Позднее я обнаружила кое-какие лекарства, которые смягчают эти припадки, но полностью избавиться от них мне не удавалось никогда. Именно в борьбе с этими припадками я засела однажды писать. Мне казалось, что, если я смогу даже частично излить на бумаге свою душу, я отделаюсь хотя бы от сотой доли того безумного опыта, который сводит меня с ума.
Но тогда, в троллейбусе, когда подобный приступ скрутил меня впервые, я просто обезумела. С отчаянием самоубийцы, как в прорубь, я выбросилась прочь из троллейбуса в этот мутный, злобный человеческий поток, чтобы он меня растоптал, смял и обратил в прах, чтобы меня наконец не стало.
Меня подхватило, понесло и порядком помяло. Я видела, как толпа легко спихнула с пьедестала полуабстрактную скульптуру, зачем-то воздвигнутую на углу возле Гостиного двора. Скульптура, падая, кого-то покалечила, вой и рев толпы оглушили меня, но все равно это было восхитительное зрелище, и я, забыв себя, уже ликовала вместе с толпой — мне вдруг захотелось бить витрины и крушить все на своем пути…
Потом я вдруг оказалась в одной непотребной компании на улице Рубинштейна.
Впрочем, это не был бардак или притон. Гнусным было то, что со многими из присутствующих я хоть однажды переспала.
«Нет, я его не знаю, я с ним не спала», — любила говорить Брошкина.
Я бы много в жизни отдала, чтобы иметь право сказать, что я не знаю эту нечисть, но, к сожалению, это не так — я спала с ними и поэтому слишком хорошо их знаю. Где, как не в постели, так предельно обнажается человек? Разве что еще перед лицом смерти.
Стыда или смятения по этому поводу я не ощущала, потому что ни в грош не ставила этих людей и не считалась с ними точно так же, как они не считались со мной. Однако приступ отчаянной тоски, который настиг меня в троллейбусе и от которого я так ловко отделалась, растворившись в стихийной ярости толпы, снова настиг меня в этой паскудной компании. Я еще бодренько здоровалась с присутствующими, обменивалась с ними любезными улыбками, а силы между тем стремительно покидали меня. Еще мгновение — и я бы грохнулась в обморок. Хорошо, Рудик — добрая душа — вовремя пришел мне на помощь.

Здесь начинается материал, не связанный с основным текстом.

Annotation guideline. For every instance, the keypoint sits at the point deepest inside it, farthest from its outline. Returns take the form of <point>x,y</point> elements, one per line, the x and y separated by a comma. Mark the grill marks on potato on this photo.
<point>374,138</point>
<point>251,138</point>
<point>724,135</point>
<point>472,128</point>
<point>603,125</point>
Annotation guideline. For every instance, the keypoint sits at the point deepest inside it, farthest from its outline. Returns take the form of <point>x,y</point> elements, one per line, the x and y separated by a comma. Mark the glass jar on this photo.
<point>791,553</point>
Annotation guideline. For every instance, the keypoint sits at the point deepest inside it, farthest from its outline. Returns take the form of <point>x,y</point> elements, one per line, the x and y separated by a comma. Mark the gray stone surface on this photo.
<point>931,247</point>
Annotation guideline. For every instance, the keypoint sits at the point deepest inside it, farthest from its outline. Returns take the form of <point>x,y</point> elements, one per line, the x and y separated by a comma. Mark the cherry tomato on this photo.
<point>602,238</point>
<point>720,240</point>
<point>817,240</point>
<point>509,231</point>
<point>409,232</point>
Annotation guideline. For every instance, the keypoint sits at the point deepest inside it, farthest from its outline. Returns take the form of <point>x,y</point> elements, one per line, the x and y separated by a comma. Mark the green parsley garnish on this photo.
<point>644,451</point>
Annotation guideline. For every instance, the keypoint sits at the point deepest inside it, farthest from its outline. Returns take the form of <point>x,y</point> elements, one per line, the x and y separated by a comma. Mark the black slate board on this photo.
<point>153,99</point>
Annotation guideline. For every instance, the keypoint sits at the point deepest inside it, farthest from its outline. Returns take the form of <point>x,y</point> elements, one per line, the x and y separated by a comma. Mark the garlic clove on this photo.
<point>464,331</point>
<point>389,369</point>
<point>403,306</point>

Мы с ним всегда находили общий язык.
Познакомились мы при довольно странных обстоятельствах.
Однажды, когда я навещала семью моего беглого мужа, мне навстречу из парадной вышел длинный, похожий на циркуль молодой человек. Не обращая на меня внимания, он на ходу застегивал ширинку. По лицу его блуждала рассеянная, почти мечтательная улыбка — мысли явно витали в каких-то приятных высших сферах. Он так привык опорожняться в парадных, что делал это почти машинально, ни капли не стесняясь.